The implications of this convergence, especially in an environment for academic research, are profound. AI startups are popping up from research universities faster and faster, driving the bleeding edge of new platforms. Industry now tracks what researchers are doing closely, and many AI innovations move from universities into general usage in weeks. Research universities are adopting AI long before enterprise customers, which means that the workloads of universities, and the systems needed to support them, are important areas of interest for collaborative industry and computer systems research.
Research universities are adopting AI long before enterprise customers, which means their workloads, and the systems supporting them, are important areas for collaborative industry and computer systems research.
In February 2024, Governor Maura Healey formed the Massachusetts AI Strategic Task Force, which recommended the establishment of the Massachusetts AI Hub to serve as a nexus for AI innovation and facilitate cutting-edge collaboration between government, industry, academia, and nonprofits. Key interrelated initiatives of the AI Hub to unlock innovation in the commonwealth include creating the AI Compute Resource (AICR) infrastructure to supply compute capacity, a Data Commons to unlock the value of shared, high-quality, and responsibly governed data across various sectors, and programs to support and accelerate AI startups.
In this issue, we feature a conversation between Stefanie Chiras, Senior Vice President of the AI Innovation Hub at Red Hat, and Chris Sedore, Vice President and CIO at Boston University—two leaders helping shape the Mass Open Cloud (MOC) around AI as a catalyst for research, innovation, and economic growth. The AI-driven convergence of HPC and general purpose computing positions the MOC to play an important role in supporting initiatives like the Massachusetts AI Hub. The MOC is evolving its cloud-native services to support research, education, and startup communities with the security, compliance, and operational rigor modern AI workloads demand.

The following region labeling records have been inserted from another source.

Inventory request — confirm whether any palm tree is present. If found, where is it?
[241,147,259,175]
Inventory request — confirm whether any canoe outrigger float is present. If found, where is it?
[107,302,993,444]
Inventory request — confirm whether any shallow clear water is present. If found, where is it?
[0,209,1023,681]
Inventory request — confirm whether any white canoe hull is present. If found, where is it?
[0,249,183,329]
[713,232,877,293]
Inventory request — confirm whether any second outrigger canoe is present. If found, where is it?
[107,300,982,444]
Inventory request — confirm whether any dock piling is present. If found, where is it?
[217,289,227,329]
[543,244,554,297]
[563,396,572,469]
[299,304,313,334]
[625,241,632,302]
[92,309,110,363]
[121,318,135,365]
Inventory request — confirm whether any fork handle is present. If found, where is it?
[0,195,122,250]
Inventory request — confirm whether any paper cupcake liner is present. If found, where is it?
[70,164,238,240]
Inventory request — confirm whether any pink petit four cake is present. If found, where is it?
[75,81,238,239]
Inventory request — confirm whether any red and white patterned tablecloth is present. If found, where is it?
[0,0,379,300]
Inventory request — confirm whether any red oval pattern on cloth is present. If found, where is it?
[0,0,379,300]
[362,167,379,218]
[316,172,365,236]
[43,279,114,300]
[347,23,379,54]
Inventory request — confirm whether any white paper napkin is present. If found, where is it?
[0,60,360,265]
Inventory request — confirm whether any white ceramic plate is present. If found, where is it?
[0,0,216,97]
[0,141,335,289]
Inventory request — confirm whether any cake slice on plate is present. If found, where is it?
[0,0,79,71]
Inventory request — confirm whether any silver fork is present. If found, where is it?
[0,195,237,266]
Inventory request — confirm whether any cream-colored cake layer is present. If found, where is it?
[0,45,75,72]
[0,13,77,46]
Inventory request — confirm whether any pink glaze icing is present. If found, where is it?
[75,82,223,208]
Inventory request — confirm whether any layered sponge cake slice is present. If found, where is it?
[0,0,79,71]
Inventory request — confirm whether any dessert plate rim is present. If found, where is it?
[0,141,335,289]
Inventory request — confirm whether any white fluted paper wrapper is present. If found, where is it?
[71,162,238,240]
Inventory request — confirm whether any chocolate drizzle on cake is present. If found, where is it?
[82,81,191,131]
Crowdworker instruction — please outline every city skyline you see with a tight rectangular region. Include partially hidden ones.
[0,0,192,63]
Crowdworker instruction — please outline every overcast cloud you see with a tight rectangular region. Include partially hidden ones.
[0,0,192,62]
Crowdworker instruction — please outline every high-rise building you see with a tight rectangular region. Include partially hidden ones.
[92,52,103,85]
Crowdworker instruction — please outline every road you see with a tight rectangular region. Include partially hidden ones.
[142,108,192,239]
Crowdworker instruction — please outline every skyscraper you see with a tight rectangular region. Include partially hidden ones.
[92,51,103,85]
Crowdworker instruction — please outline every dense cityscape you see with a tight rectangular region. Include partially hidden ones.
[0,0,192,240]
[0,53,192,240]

Under Chris’s leadership, early next year Boston University’s enterprise IT organization will assume operational responsibility for these services, working closely with Red Hat to rapidly enable the compliance and security regimes required for AI use cases, particularly in health care and data-intensive domains. Stefanie, who leads the Red Hat partnership with the AI Hub, is engaging AI startups to take advantage of this infrastructure. This effort is closely aligned with the Mass Data Commons, where strong security controls and enterprise-grade services are essential for governing access to sensitive data used in AI workloads.
Together, Chris and Stefanie are helping galvanize a broad set of industry and research partnerships around the MOC. In 2026, this momentum will continue with the launch of i-Scale, an NSF Industry–University Research Center, with founding partners that include Red Hat, SHI, Pure Storage, Lenovo, Cisco, and G Research. Read this conversation for a deeper look at how these leaders see the convergence of AI, infrastructure, and partnership shaping what comes next.
Also in this issue, learn how a partnership between Red Hat engineers and researchers at the Complutense University of Madrid is streamlining data processing and visualization for astronomers, who work with massive, distributed datasets (“Concurrent, scalable, and distributed astronomy processing in the AC3 framework”).
Members of that collaboration also worked with a different EU-based team of engineers and researchers on the development of an intelligent multicluster scheduler to automatically handle dependent Kubernetes resources and ensure network connectivity between distributed services (“Building an intelligent multicluster scheduler with network link abilities”). On the topic of no-black-boxes, researchers at the Brno University of Technology, a long-time Red Hat Research partner, are working on developing a model for an accurate, traceable AI Bill of Materials (AIBOM), usable not just for compliance but for security analysis (“Unpacking AI’s black box: why authenticity and traceability must be built in”).
Finally, I’m excited to point readers to a follow-up to US Research Director Heidi Dempsey’s “From the Director” column in the previous issue of RHRQ, which introduced the National AI Infrastructure Research Resource (NAIRR) Pilot Program. In this issue, Heidi and AI Alliance contributor Peter Santhanam announce eight advanced AI research projects to be supported collaboratively by Red Hat, IBM Research, and the Mass Open Cloud (“Why open source is integral to US AI research infrastructure”).
Providing computing resources and open source AI assets to NAIRR Pilot participants gives us another opportunity to advance computing for widespread public benefit.